Extract occurrence of text between brackets from a text file Python

2.5k views Asked by At

Log file:

INFO:werkzeug:127.0.0.1 - - [20/Sep/2018 19:40:00] "GET /socket.io/?polling HTTP/1.1" 200 -
INFO:engineio: Received packet MESSAGE, ["key",{"data":{"tag1":12,"tag2":13,"tag3": 14"...}}]

I'm interested in extracting only the text from with in the brackets which contain the keyword "key" and not all of the occurrences that match the regex pattern from below.

Here is what I have tried so far:

import re
with open('logfile.log', 'r') as text_file:
    matches = re.findall(r'\[([^\]]+)', text_file.read())
    with open('output.txt', 'w') as out:
        out.write('\n'.join(matches))

This outputs all of the occurrences that match the regex. The desired output to the output.txt would look like this:

"key",{"data":{"tag1":12,"tag2":13,"tag3": 14"...}}
1

There are 1 answers

2
Wiktor Stribiżew On BEST ANSWER

To match text within square brackets that cannot have [ and ] inside it, but should contain some other text can be matched with a [^][] negated character class.

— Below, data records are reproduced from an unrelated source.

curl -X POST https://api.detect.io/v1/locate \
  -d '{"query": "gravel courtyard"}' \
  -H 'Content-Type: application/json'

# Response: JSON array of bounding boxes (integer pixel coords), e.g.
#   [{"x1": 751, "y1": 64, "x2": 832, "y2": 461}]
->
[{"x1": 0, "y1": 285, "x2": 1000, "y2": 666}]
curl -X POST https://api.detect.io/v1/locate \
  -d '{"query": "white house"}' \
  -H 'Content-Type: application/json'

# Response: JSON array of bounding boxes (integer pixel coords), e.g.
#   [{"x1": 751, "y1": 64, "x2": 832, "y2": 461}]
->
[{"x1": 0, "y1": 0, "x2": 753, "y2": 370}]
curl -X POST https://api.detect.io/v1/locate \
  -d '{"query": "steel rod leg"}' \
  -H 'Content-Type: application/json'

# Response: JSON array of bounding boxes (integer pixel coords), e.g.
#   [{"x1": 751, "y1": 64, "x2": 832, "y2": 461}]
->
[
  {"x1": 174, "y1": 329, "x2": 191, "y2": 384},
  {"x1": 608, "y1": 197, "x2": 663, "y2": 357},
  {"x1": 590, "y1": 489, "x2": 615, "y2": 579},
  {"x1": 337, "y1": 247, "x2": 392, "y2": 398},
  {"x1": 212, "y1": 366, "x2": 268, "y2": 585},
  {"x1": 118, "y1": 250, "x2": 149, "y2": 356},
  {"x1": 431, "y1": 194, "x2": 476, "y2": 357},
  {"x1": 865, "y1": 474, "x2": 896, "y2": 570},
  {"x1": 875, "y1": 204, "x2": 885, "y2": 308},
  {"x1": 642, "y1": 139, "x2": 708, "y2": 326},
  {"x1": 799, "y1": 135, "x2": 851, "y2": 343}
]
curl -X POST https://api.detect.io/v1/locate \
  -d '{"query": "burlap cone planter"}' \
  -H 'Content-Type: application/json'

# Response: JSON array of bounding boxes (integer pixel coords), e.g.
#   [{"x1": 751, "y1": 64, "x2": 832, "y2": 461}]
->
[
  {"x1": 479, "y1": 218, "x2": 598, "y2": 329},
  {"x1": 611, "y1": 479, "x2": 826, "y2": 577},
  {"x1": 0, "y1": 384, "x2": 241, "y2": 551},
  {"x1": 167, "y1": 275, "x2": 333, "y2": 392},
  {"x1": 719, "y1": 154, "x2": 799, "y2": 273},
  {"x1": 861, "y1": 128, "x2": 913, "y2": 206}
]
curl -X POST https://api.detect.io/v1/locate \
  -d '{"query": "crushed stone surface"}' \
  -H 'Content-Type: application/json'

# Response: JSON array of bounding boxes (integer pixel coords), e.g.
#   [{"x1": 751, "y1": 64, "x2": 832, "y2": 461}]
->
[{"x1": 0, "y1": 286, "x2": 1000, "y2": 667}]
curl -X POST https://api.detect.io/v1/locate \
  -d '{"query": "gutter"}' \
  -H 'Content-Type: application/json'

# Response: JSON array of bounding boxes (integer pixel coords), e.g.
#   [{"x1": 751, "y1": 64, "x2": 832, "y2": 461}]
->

That is, you may match the whole text within square brackets with \[[^][]*], and if you need to match some text inside, you need to put that text after [^][]* and then append another occurrence of [^][]* before the closing ].

You may use

re.findall(r'\[([^][]*"key"[^][]*)]', text_file.read()) 

See the Python demo:

import re
s = '''INFO:werkzeug:127.0.0.1 - - [20/Sep/2018 19:40:00] "GET /socket.io/?polling HTTP/1.1" 200 - 
INFO:engineio: Received packet MESSAGE, ["key",{"data":{"tag1":12,"tag2":13,"tag3": 14"...}}]'''
print(re.findall(r'\[([^][]*"key"[^][]*)]', s)) 

Output:

['"key",{"data":{"tag1":12,"tag2":13,"tag3": 14"...}}']